HAVERHILL — No summer slide here!

With Haverhill Public Schools students preparing to head back to classrooms in person in the fall following a lengthy remote learning stint, several community groups and nonprofits are helping prepare children for their return with an extra learning boost over the summer months.

Haverhill Promise, the YMCA, Haverhill Public Schools and the Haverhill Public Library are among the groups encouraging literacy, along with social-emotional skills.

“Children are just itching for social interaction with their peers,” Haverhill Promise Campaign Director Jenny Arndt said.

Arndt’s group aims to provide a fun, educational way to make that happen through its Literacy Lunches each Friday at three locations.

“Many kids did not go to preschool or kindergarten because of COVID, so we anticipate there will be kids going into those grades with very little school experience,” Arndt said. “We’re putting on these lunches in an effort to get books into the hands of families, but also helping the littlest ones — preschool and first grade — get back into the habit of sitting and listening and being around friends."

The lunches are held Fridays at noon at Consentino Middle School at 685 Washington St., Hunking School at 480 S. Main St., and the Haverhill YMCA at 81 Winter St. They allow children a chance to socialize outdoors while enjoying lunch and a story, Arndt said.

“All families get to take home a copy of the book read that day,” Arndt explained, adding that funding for books was provided through a grant from the Department of Elementary and Secondary Education.

“We’re also trying to supply activities related to the book, so that families can go home and do them together to promote more reading at home,” she added.

Partners like Community Action’s Family and Community Connection and Creative Haverhill pitch in to read stories and host craft sessions.

Sessions that are held at the YMCA include books that are swim-themed in order to promote water safety, and all those who attend — who do not need to be members of the club — are able to use the pool after storytime.

Tracy Fuller, the Northshore YMCA’s regional executive director, said her agency looks forward to helping Haverhill’s students and youngest readers advance their literacy goals each summer.

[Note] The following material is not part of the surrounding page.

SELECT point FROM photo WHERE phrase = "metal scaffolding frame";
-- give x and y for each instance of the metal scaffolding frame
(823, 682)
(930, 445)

The YMCA is in its ninth year conducting the skills improvement program, Y Summer Literacy Academy, Fuller said.

Free of charge, the program this year started July 6 and hosts students at Haverhill High School in the mornings for breakfast, literacy games and other reading-related activities with teachers from Hill for Literacy and Haverhill Public Schools before children have lunch and head to the Y’s Camp Tricklin’ Falls in East Kingston, New Hampshire, for an afternoon of fun.

Parents are fully involved with every step of the program, Fuller said, and must commit to their children being present at 80% of the sessions.

“We have campers ready to learn,” Fuller said. “There’s just such positive buzz and energy. Every child is engaged, which is fantastic.”

When children are at camp, including all day on Fridays, they are able to enjoy traditional activities like swimming, archery, field games and boating, Fuller said.

“This is the space that Y leans in on: We’re focused on youth development and supporting the needs of the community,” Fuller said. “We know with pandemic recovery that there’s going to be a need for children to have those academic supports so they don’t experience any additional summer slide or achievement gap."

Haverhill mom Shelby Trocki frequents Haverhill Promise events and is sending her two daughters, Kali, 7, and Kendall, 8, to the YMCA Summer Literacy Academy before they go into second and third grade.

“I am very thankful my children have this opportunity,” Trocki said. “Keeping their literacy skills over the summer will keep them above grade level that they are at now. Having the YMCA included is an added bonus so my kids can have access to a summer camp with other kids and exposure to activities they wouldn’t normally have.”

Families who are vacationing this summer are able to borrow books from the Haverhill Public Library without having to pay a late fee on almost all items.

According to Head of Youth Services Chance Joyner, the Board of Trustees voted to do away with fees starting July 1 in order to promote equitable access for all.

“Having late fees can not only prevent someone from checking out books but also using our other services. It can be very limiting,” Joyner said. “Fees can add up quickly and we don’t want people to be locked out of services because they were a week late returning a book or a DVD.”

Late fees still apply to tech items such as laptops, hotspots, and e-readers, while everything else is now fine-free. Lost item charges still apply.

The library is also hosting a reading challenge as part of its summer learning program, Joyner said.

Using an app called Beanstack — accessible on a web browser or mobile phone — children, teens and adults can track reading and complete other literacy-based challenges that can be traded for points, according to Joyner. Points can be traded for raffle prizes and gift certificates to ice cream and pizza shops, with the grand prizes being a Kindle and an American Girl doll.

The challenge runs until Aug. 16 and reading time can be retroactively added, Joyner said.